Consent is also relevant at many points prior to having sex with someone. Paying attention to context clues (time/setting) and someone’s body language can help you understand whether it’s appropriate to initiate flirtatious conversations. Online, asking directly whether someone is okay with sexting and/or viewing nudes is an important step to respect boundaries. Consent is an ongoing process, not a single question or moment.
Consent cannot be “assumed” or coerced. It is not your partner’s job to resist or say ‘no.’ What someone wears, what or how much they are drinking, or what they have done before does not imply consent. Consent to one form of sexual activity does not imply consent to another activity; it is okay to say no to one thing and yes to another. Finally, remember that consent is a voluntary agreement- if it’s not free and informed, it’s not voluntary.
Consent and the Law
This site is not intended to be used for legal advice. We recommend that you connect with a legal aid off, legal clinic or lawyer if you need legal advice. If you require assistance finding legal advice, you can connect with a support worker at the SASC.
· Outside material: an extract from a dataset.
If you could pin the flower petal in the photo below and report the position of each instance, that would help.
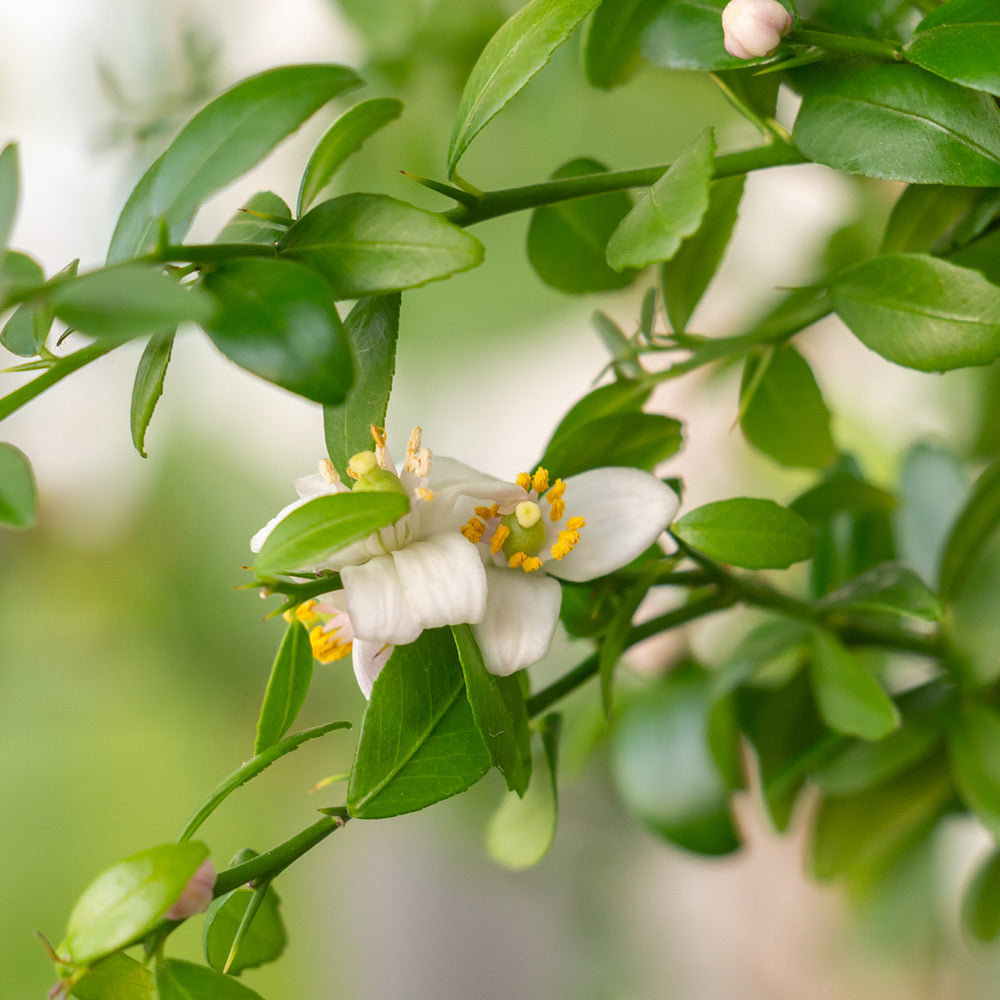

Sexual activity without consent is a criminal offence. In the Canadian Criminal Code, consent is defined as “the voluntary agreement of the complainant to engage in the sexual activity in question” (s. 273.1 (1)). There are several situations where the criminal code says there is no consent:
- Consent is given on behalf of someone else
- Someone says or does something to indicate they do not consent
- Someone says or does something to indicate they revoke their previous consent and no longer agree to continue the sexual activity
- Someone is incapable of giving consent—for example, if they are unconscious
- Consent is given due to someone abusing a position of power, trust or authority
- Someone is under the age of 16 (unless they fall under close-in-age exceptions). The age of consent is 18 when there is a relationship of trust, authority or dependency.